Articles-extractor is a project designed to extract figures and tables, along with their page numbers and bounding boxes, from PDF documents. The extracted data is presented in a tabular format using Streamlit for easy visualization.

Current Development Status:

The project is under active development, with a focus on addressing the following key issues:

  1. Handling Multi-Block Pages: Enhancements are being made to handle pages with multiple blocks of content, ensuring accurate extraction of figures and tables.

  2. Improving Layout Model and OCR Accuracy: Ongoing efforts are dedicated to improving the accuracy of the layout model and Optical Character Recognition (OCR) for precise figure and table extraction.

Project Structure:

The project comprises the following components:

  1. PDF Extraction: Utilizes a PDF parsing module to extract content, bounding boxes, and page numbers from PDF documents.

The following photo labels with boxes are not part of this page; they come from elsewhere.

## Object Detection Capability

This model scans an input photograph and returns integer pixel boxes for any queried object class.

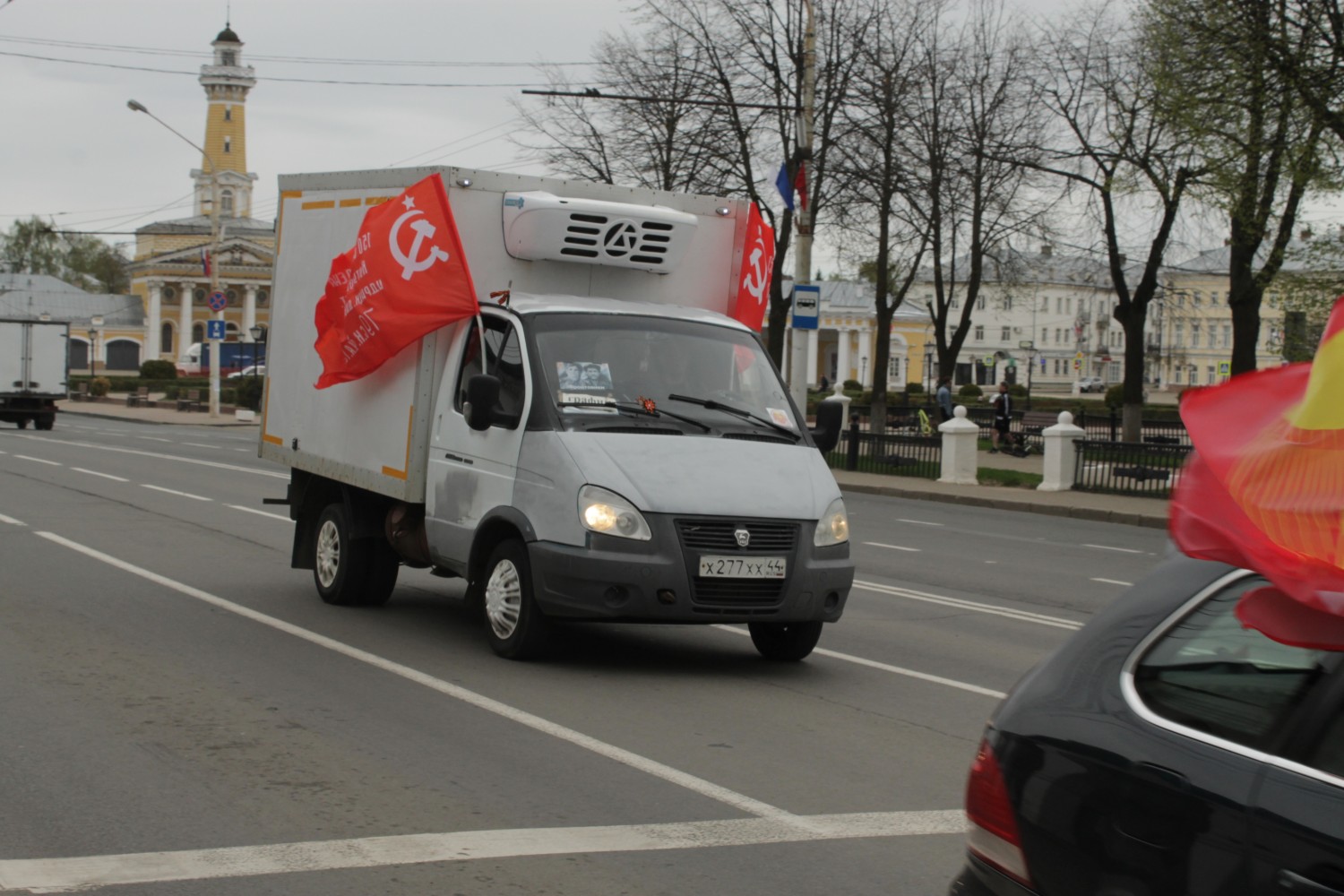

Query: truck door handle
[1279,868,1344,896]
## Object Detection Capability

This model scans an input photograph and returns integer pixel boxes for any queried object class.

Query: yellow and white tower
[191,22,257,219]
[131,22,276,371]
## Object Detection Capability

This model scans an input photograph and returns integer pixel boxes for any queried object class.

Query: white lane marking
[854,579,1083,630]
[714,624,1008,700]
[225,504,293,522]
[34,532,806,822]
[15,454,65,466]
[19,435,289,479]
[140,482,211,501]
[0,809,967,893]
[70,466,131,482]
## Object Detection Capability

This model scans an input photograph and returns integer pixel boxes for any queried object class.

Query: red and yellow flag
[1171,297,1344,649]
[314,175,478,388]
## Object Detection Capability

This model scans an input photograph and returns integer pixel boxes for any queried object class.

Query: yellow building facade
[131,25,276,363]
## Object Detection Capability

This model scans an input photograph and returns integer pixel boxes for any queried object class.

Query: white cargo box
[260,168,750,503]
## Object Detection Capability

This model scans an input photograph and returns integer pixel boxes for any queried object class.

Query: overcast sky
[0,0,626,252]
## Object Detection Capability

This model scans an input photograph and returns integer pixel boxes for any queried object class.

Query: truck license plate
[701,556,785,579]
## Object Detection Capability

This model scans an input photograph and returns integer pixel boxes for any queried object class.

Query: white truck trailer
[260,168,854,659]
[0,320,70,430]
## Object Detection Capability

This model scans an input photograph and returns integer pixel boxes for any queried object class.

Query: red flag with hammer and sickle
[1171,298,1344,650]
[314,175,478,388]
[733,202,774,333]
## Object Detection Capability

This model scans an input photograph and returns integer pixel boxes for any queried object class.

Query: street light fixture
[126,99,225,417]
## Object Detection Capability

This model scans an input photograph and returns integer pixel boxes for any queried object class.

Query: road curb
[839,482,1167,530]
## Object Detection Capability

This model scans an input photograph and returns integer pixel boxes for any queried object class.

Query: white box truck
[260,168,854,659]
[0,320,70,430]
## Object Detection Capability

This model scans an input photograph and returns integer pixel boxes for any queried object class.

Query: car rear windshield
[1134,578,1335,753]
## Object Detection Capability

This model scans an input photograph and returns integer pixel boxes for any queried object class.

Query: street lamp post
[126,99,225,417]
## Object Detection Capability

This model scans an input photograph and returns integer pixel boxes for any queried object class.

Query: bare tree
[1039,6,1199,442]
[832,0,932,431]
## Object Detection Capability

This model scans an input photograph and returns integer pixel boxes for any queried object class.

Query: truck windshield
[534,314,798,438]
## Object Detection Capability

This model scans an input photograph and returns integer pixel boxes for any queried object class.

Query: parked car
[949,556,1344,896]
[1078,376,1107,392]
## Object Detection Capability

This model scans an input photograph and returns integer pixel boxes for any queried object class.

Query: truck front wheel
[314,504,401,607]
[747,622,822,662]
[481,538,550,659]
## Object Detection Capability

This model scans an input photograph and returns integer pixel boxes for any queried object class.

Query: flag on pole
[1171,297,1344,649]
[733,202,774,333]
[314,175,480,388]
[774,162,793,211]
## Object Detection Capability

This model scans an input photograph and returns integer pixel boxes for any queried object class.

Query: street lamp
[247,325,266,379]
[126,99,225,417]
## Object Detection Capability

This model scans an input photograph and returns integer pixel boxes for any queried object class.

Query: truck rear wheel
[314,503,401,607]
[481,538,550,659]
[747,622,822,662]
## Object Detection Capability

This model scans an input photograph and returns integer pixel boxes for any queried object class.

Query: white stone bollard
[938,404,980,485]
[1037,411,1088,492]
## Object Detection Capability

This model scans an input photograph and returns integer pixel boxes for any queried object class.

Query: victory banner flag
[1171,298,1344,650]
[314,175,478,388]
[733,202,774,333]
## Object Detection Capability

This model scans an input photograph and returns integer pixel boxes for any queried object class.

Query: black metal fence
[1074,439,1191,498]
[827,423,943,479]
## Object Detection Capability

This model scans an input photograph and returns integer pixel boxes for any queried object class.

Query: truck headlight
[580,485,653,541]
[812,498,849,548]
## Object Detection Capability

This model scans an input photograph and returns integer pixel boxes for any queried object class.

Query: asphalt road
[0,419,1167,896]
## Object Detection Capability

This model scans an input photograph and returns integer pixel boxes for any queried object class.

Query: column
[836,329,851,383]
[806,329,822,387]
[242,283,257,335]
[145,280,163,361]
[177,283,193,361]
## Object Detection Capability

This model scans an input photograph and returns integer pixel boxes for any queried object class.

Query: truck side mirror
[462,374,500,431]
[809,399,844,454]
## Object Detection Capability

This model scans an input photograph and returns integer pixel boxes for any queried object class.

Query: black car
[949,557,1344,896]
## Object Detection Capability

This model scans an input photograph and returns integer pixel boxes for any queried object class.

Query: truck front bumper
[529,514,854,624]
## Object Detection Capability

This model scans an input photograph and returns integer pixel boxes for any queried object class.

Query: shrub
[140,358,177,380]
[234,376,266,411]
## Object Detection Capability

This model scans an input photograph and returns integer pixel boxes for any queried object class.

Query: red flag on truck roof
[314,175,478,388]
[1171,297,1344,650]
[733,202,774,333]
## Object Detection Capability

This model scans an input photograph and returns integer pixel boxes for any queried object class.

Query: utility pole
[789,0,817,409]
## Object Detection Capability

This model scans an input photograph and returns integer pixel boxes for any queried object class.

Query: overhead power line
[0,34,593,68]
[0,49,575,87]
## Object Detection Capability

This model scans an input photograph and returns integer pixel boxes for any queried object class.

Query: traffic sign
[793,283,822,329]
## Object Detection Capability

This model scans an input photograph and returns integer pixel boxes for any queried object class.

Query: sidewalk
[56,395,261,426]
[56,395,1167,528]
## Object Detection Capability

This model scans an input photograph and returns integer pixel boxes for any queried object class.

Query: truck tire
[314,503,401,607]
[747,622,822,662]
[480,538,550,659]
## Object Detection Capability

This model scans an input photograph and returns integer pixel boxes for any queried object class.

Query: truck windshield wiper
[556,401,711,433]
[668,395,803,442]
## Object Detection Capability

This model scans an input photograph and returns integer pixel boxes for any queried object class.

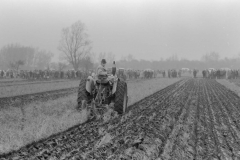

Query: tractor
[117,68,127,81]
[77,65,128,119]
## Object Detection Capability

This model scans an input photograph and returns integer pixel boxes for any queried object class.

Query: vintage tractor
[118,68,127,81]
[77,66,128,119]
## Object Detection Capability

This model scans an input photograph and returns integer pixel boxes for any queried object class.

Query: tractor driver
[97,59,107,77]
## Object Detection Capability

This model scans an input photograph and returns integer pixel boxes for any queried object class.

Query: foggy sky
[0,0,240,60]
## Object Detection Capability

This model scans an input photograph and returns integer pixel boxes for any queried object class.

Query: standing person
[96,59,107,77]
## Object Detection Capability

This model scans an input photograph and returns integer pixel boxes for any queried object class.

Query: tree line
[0,21,240,70]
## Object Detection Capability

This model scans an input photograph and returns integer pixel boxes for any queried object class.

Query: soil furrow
[0,78,240,160]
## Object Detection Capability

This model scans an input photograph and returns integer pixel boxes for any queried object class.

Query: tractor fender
[86,76,94,94]
[112,78,119,94]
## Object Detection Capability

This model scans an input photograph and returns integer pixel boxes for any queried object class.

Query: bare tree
[9,60,25,72]
[58,21,91,70]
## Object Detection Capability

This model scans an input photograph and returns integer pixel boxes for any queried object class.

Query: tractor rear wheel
[114,80,128,115]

  2. Layout Model: Employs a layout model to identify figures and tables based on their formatting and layout.

  3. OCR (Optical Character Recognition): Applies OCR to extract captions and labels associated with figures and tables.

  4. Streamlit Web Application: Displays extracted figures and tables, along with corresponding page numbers and bounding boxes, in tabular format using Streamlit, providing an interactive user interface.

Requirements:

Ensure you have the following installed:

  • Python 3.7 or higher
  • Libraries: pandas, numpy, streamlit, Deepdoctection, Detectron2, Pandas, CGBoost, joblib, NLTK, XGBoost

Installation Guide:

Install Python:

  1. Download and install Python 3.7 or a higher version from Python's official website.

Install Docker (Optional):

  1. Follow the official Docker installation guide to install Docker.

Clone the Repository:

  1. Open a terminal or command prompt.

  2. Run the following command to clone the repository:

    git clone https://github.com/your-username/Articles-extractor.git

Install Project Dependencies:

  1. Navigate to the project directory:

    cd Articles-extractor
  2. Run the following command to install the required libraries:

    pip install -r requirements.txt

Usage with Docker:

  1. Run the following command to build the Docker image:

    docker-compose build
  2. After the build is complete, use the following command to run the application:

    docker-compose up
  3. Access the application in your web browser at http://localhost:8501.

  4. Upload your PDF documents to the application.

  5. The application will display tables containing figures and tables, along with their respective page numbers and bounding boxes.

Note:

Make sure the files uploaded are in the same folder as the application.

Author:

Soulala Achraf | Email: achrafs758@gmail.com

License:

This project is licensed under the MIT License - see the LICENSE file for details.